This is the first project for Data Scientist Nanodegree Program. In this project, I used sklearn and supervised learning techniques on data collected for the U.S. census to help a fictitious charity organization identify people most likely to donate to their cause. I have used three supervised machine learning algorithms (Logistic Regression, K-Nearest Neighbors , K Random Forest).
The modified census dataset consists of approximately 32,000 data points, with each datapoint having 13 features. This dataset is a modified version of the dataset published in the paper "Scaling Up the Accuracy of Naive-Bayes Classifiers: a Decision-Tree Hybrid", by Ron Kohavi. You may find this paper online, with the original dataset hosted on UCI.
- age: continuous.
- workclass: Private, Self-emp-not-inc, Self-emp-inc, Federal-gov, Local-gov, State-gov, Without-pay, Never-worked.

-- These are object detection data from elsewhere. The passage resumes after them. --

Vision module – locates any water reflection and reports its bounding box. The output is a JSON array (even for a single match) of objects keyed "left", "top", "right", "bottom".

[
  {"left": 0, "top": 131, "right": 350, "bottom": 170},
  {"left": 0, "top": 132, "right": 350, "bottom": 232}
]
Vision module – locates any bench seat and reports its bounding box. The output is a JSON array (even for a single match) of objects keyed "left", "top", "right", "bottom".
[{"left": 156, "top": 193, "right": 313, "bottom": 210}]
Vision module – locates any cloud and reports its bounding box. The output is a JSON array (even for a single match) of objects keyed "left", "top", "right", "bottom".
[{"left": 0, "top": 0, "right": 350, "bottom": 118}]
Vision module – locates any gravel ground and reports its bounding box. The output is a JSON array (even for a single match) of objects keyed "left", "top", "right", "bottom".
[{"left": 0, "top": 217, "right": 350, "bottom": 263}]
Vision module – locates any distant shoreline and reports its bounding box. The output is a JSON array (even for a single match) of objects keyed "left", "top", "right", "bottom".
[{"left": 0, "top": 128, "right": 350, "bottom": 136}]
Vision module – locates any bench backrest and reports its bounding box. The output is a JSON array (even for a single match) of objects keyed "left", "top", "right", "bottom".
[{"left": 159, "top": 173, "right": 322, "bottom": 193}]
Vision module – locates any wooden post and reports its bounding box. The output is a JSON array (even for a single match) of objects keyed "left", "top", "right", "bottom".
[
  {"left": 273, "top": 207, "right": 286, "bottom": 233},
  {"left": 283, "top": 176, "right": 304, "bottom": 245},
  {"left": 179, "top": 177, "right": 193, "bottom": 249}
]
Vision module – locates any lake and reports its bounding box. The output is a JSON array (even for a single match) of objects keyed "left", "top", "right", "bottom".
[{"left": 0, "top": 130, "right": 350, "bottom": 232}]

- education: Bachelors, Some-college, 11th, HS-grad, Prof-school, Assoc-acdm, Assoc-voc, 9th, 7th-8th, 12th, Masters, 1st-4th, 10th, Doctorate, 5th-6th, Preschool.

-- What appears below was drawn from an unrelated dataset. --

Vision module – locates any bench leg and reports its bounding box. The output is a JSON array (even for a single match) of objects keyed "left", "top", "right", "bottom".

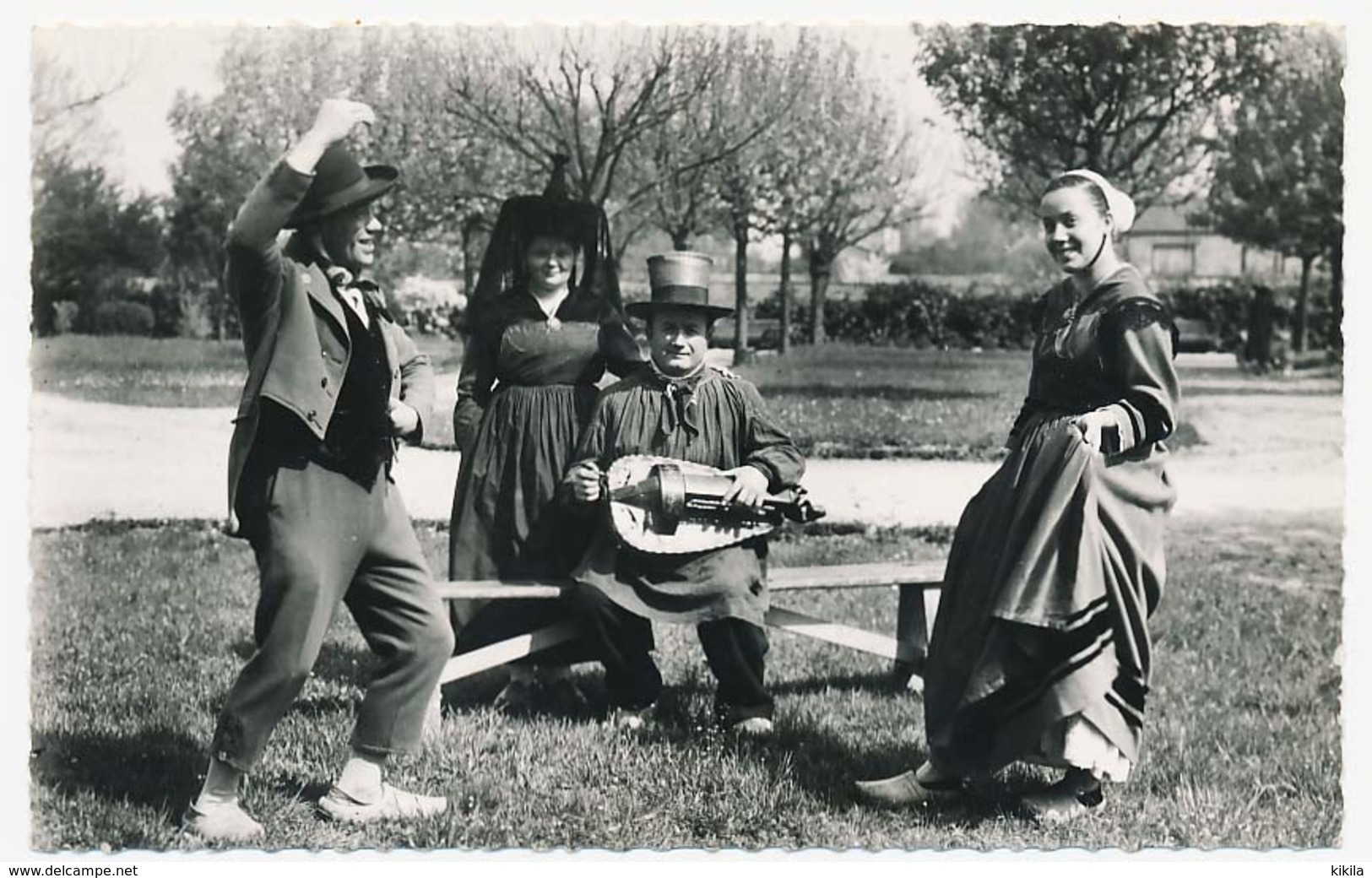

- education-num: continuous.
- marital-status: Married-civ-spouse, Divorced, Never-married, Separated, Widowed, Married-spouse-absent, Married-AF-spouse.
- occupation: Tech-support, Craft-repair, Other-service, Sales, Exec-managerial, Prof-specialty, Handlers-cleaners, Machine-op-inspct, Adm-clerical, Farming-fishing, Transport-moving, Priv-house-serv, Protective-serv, Armed-Forces.

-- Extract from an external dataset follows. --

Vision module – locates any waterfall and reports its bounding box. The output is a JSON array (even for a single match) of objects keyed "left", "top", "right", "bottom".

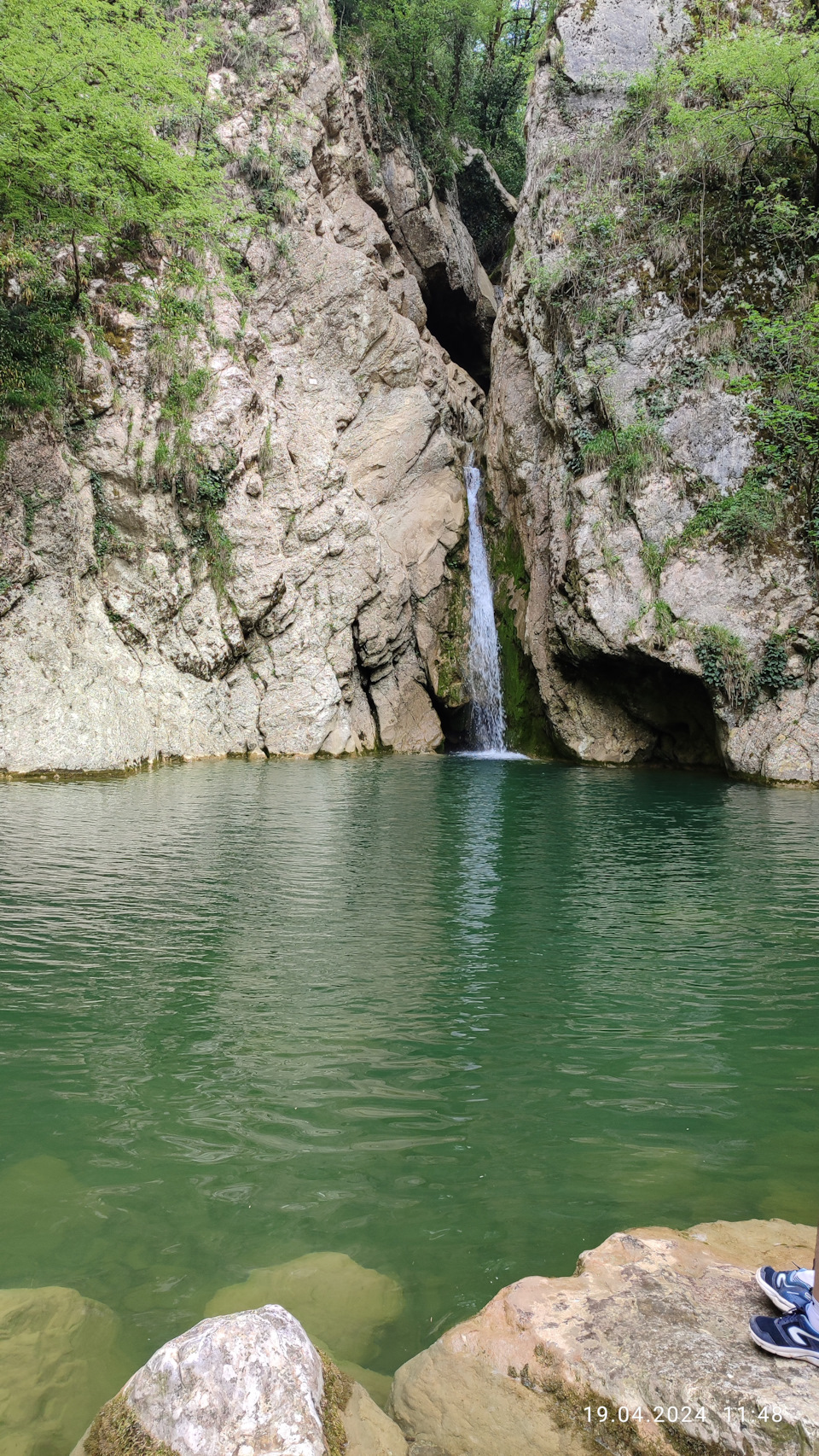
[{"left": 464, "top": 462, "right": 506, "bottom": 754}]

- relationship: Wife, Own-child, Husband, Not-in-family, Other-relative, Unmarried.
- race: Black, White, Asian-Pac-Islander, Amer-Indian-Eskimo, Other.
- sex: Female, Male.
- capital-gain: continuous.
- capital-loss: continuous.
- hours-per-week: continuous.
- native-country: United-States, Cambodia, England, Puerto-Rico, Canada, Germany, Outlying-US(Guam-USVI-etc), India, Japan, Greece, South, China, Cuba, Iran, Honduras, Philippines, Italy, Poland, Jamaica, Vietnam, Mexico, Portugal, Ireland, France, Dominican-Republic, Laos, Ecuador, Taiwan, Haiti, Columbia, Hungary, Guatemala, Nicaragua, Scotland, Thailand, Yugoslavia, El-Salvador, Trinadad&Tobago, Peru, Hong, Holand-Netherlands.
This project uses the following software and Python libraries:
- Python
- NumPy
- pandas
- scikit-learn (v0.17)
- Matplotlib
This project contains three files that you will need to use:
- finding_donors.ipynb: This is the main file.
- census.csv: The project dataset.
- visuals.py: This Python script provides supplementary visualizations for the project. Do not modify.